Mafia autour de la liquidation au profit des acteurs connus
Au moment où s’ouvre la liquidation, la commission en charge de cette opération estime que le patrimoine de la SCT est difficilement évaluable. « Le mauvais état des archives très fortement endommagées par les intempéries et actes de vandalisme perpétrés pendant la longue période d’agonie de l’entreprise, voire leur destruction, a énormément compliqué les travaux de reconstitution des actifs résiduels et du passif », note le rapport de clôture de liquidation.
Au moins il relève que « à l’ouverture de la liquidation, le passif de la société s’élève à près de cinq milliards de FCFA, dont 1,3 milliard à titre d’arriérés de salaires et de droits dus au personnel et 350 millions de FCFA au titre d’arriérés dus aux planteurs de l’Est. » La thèse d’une évaluation pénible du patrimoine de la SCT ne convainc pas nombres d’observateurs.
Pour d’aucuns, le flou a été délibérément entretenu tellement le patrimoine de la SCT aiguise des appétits. Une preuve : le 15 Janvier 1996 déjà, le ministre de l’Economie et des Finances demande au directeur général de la SCT « de prendre toutes les dispositions légales existantes pour la préservation du patrimoine de la SCT ». Dans sa correspondance, Justin Ndioro dénonce « la signature illégale d’un contrat de location gerance entre la SCT représentée par son Pca (Philémon Adjibolo) et la Sabat SA (cette société a comme promoteurs, entre autres, l’ancien ministre Hubert Nkoulou) en date du 20 Décembre 1995 ».

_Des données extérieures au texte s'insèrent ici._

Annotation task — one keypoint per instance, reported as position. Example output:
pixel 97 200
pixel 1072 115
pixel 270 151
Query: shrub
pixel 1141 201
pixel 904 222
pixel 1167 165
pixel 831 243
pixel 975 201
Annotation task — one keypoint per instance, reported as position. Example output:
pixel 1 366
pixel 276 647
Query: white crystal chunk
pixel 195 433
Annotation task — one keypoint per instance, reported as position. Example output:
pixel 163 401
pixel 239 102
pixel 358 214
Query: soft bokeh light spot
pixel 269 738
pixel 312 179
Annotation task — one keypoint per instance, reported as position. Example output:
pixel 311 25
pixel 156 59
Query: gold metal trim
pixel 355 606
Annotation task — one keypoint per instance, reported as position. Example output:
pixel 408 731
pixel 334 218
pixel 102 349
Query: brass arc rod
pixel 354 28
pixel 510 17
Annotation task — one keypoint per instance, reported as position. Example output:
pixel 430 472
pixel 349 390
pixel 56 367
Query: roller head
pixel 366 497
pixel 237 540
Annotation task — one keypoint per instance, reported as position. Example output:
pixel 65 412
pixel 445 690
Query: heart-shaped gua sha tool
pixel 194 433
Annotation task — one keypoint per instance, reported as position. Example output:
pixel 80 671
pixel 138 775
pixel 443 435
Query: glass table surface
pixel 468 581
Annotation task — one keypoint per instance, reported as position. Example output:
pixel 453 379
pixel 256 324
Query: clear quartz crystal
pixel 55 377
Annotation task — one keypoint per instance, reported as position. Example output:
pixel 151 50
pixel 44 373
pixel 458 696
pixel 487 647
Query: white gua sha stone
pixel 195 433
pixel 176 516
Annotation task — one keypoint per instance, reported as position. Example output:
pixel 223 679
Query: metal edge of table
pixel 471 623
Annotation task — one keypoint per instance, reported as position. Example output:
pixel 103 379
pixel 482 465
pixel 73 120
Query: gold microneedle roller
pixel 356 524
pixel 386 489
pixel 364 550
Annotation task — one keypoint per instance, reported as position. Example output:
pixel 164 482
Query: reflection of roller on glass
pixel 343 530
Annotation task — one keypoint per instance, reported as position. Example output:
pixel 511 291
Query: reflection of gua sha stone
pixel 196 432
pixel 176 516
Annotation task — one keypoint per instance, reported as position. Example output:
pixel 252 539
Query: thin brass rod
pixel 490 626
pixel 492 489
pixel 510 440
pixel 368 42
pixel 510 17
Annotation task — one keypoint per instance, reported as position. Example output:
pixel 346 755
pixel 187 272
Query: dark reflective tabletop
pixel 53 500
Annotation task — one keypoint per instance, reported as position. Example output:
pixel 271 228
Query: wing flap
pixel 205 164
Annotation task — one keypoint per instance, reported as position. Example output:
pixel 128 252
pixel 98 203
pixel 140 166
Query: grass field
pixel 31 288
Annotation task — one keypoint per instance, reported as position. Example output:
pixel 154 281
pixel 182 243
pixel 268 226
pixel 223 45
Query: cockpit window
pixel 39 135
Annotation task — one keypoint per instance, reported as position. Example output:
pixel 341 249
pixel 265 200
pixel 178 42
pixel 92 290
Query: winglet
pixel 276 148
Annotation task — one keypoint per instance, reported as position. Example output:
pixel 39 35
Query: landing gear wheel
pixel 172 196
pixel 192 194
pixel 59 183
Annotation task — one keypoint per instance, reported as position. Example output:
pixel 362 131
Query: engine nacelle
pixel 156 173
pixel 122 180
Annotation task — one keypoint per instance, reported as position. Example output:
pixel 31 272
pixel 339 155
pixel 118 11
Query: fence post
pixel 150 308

Officiellement, la société est morte faute d’argent pour soutenir ses campagnes agricoles. La saison 1993-1994 marque donc sa cessation d’activités. Mais un haut cadre de l’ex-SCT subodore un complot. Il indique qu’avant que la société ne mette la clé sous la porte, l’équipe managériale de l’époque travaillait déjà en intelligence avec un certain Meerafeld Söhne, acheteur de tabac de la SCT,pour la création d’une autre société dénommée Setac, ayant vocation à faire concurrence à la SCT.